New housing is the most important, and most controversial, ingredient in any mall redevelopment plan. One of the biggest reasons that housing is so unaffordable for so many is because there simply isn’t enough of it. The second biggest reason is that the housing that is legal to build takes up a lot of space, so there’s no legal way to build enough of it close enough. Authorizing townhomes, apartments, and condos where there isn’t an existing neighborhood to disrupt is a good way to both increase and broaden the local housing choices, which makes everything more affordable for everyone. Furthermore, residents make for more invested citizens than employees who commute from elsewhere, and they create less traffic with their shorter trips. Apartment buildings are worth a whole lot more than access roads and loading ramps, and they generate the property taxes to show for it. Furthermore, the residents generate sales taxes with their shopping and going out on Saturday nights.

New office development doesn’t have to take the form of tall glass towers. Innovative companies are looking for interesting architecture, open spaces that encourage interaction, many amenities for their employees, and are easy to get to (all those roads to get people to the mall are already built). Employees become the customers of the retail, supporting a solid number of restaurants, plus local convenience like pharmacies, fitness centers, and dry cleaners. Creating more employment than just a handful of warehouse jobs supports demand for the housing being built next door, because everyone likes a shorter commute (especially people who would prefer that other people wouldn’t clog their commutes). Office buildings are worth a whole lot more than the unused parking lots at the old mall, and they generate the property taxes to show for it.

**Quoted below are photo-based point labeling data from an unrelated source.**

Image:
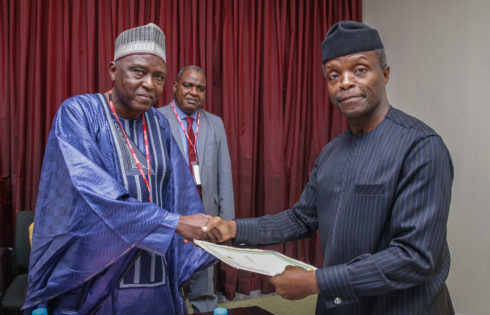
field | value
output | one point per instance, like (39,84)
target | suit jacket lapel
(176,129)
(202,136)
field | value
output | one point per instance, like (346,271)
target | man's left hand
(295,283)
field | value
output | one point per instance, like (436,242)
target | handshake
(205,227)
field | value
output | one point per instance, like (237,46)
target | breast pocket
(370,189)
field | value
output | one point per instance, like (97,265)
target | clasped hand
(205,227)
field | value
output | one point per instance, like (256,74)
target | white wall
(439,53)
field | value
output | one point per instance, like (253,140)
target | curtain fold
(264,76)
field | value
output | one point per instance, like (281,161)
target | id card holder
(195,172)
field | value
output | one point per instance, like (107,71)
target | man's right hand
(191,227)
(226,229)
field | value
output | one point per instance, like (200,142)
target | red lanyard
(136,160)
(185,131)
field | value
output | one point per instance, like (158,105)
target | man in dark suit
(379,194)
(209,162)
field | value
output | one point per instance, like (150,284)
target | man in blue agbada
(116,202)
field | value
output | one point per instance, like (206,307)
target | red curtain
(263,64)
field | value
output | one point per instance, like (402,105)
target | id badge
(195,172)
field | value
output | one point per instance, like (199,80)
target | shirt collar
(183,115)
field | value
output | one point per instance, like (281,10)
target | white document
(266,262)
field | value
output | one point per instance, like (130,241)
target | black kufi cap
(349,37)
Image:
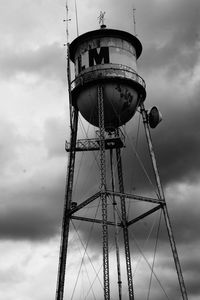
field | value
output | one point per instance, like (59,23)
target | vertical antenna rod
(134,22)
(76,10)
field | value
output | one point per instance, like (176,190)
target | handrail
(86,76)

A lively mix of housing, office, and retail is the best long-term decision for a city’s housing affordability, fiscal solvency, and traffic congestion. The distribution center may look easy on the surface, with minimal outward change in form. But that’s a short-sighted decision, which will not generate new tax revenues or new liveliness to attract residents and businesses. It will add to congestion, create truck traffic, and make the overall housing situation worse.

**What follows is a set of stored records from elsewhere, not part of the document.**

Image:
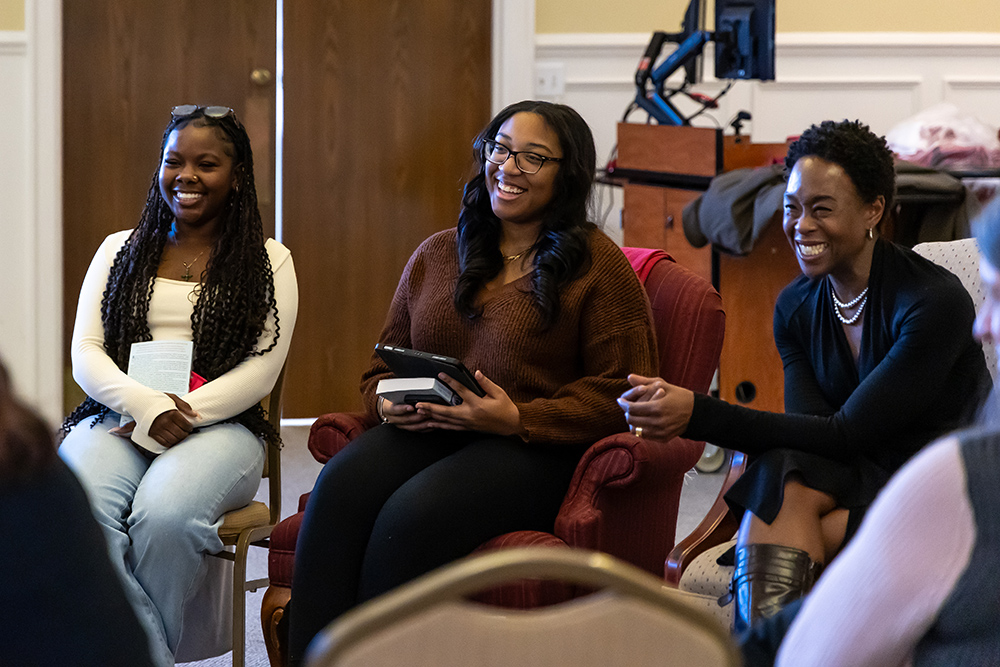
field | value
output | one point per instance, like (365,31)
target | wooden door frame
(513,55)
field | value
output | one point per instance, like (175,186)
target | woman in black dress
(878,361)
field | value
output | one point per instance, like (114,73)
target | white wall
(879,78)
(16,305)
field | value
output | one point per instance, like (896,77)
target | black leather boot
(768,577)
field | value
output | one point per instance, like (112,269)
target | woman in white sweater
(196,268)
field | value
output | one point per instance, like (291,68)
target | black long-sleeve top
(919,374)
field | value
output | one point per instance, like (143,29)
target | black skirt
(853,484)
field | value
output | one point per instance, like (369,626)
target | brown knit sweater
(565,380)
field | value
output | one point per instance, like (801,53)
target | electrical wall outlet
(550,78)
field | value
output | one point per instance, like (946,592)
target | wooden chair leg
(272,610)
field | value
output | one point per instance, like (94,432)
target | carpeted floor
(298,473)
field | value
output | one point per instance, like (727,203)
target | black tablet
(413,363)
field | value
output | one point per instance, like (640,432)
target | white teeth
(510,189)
(811,250)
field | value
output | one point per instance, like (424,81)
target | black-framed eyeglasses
(528,162)
(190,109)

Finally, a city could actually make money by purchasing the mall from its current owner. They can get a bargain price. Dead and dying malls are a cash drain for their owners, who have to pay for a minimum of security and maintenance to keep it from falling into complete disrepair (if the owner isn’t holding up their end of that bargain, a city has a strong case for eminent domain). The city could then subdivide the mall and parking acreage, then rezone it for a mix of uses all next to each other, then sell off each parcel to an appropriate bidder. The city will come out ahead financially, with the funds to make infrastructure improvements on the roads leading to the mall.

Looking at it from a city’s perspective, the future for those aging mall properties is obvious. But among the noise of industry specialists lobbying for easy wins, NIMBY residents who fear new buildings, and local officials who search out the path of least resistance, it can be hard to see the long-term consequences. Caveat emptor – the city that plans a distribution warehouse without any other mix of uses deserves what it gets.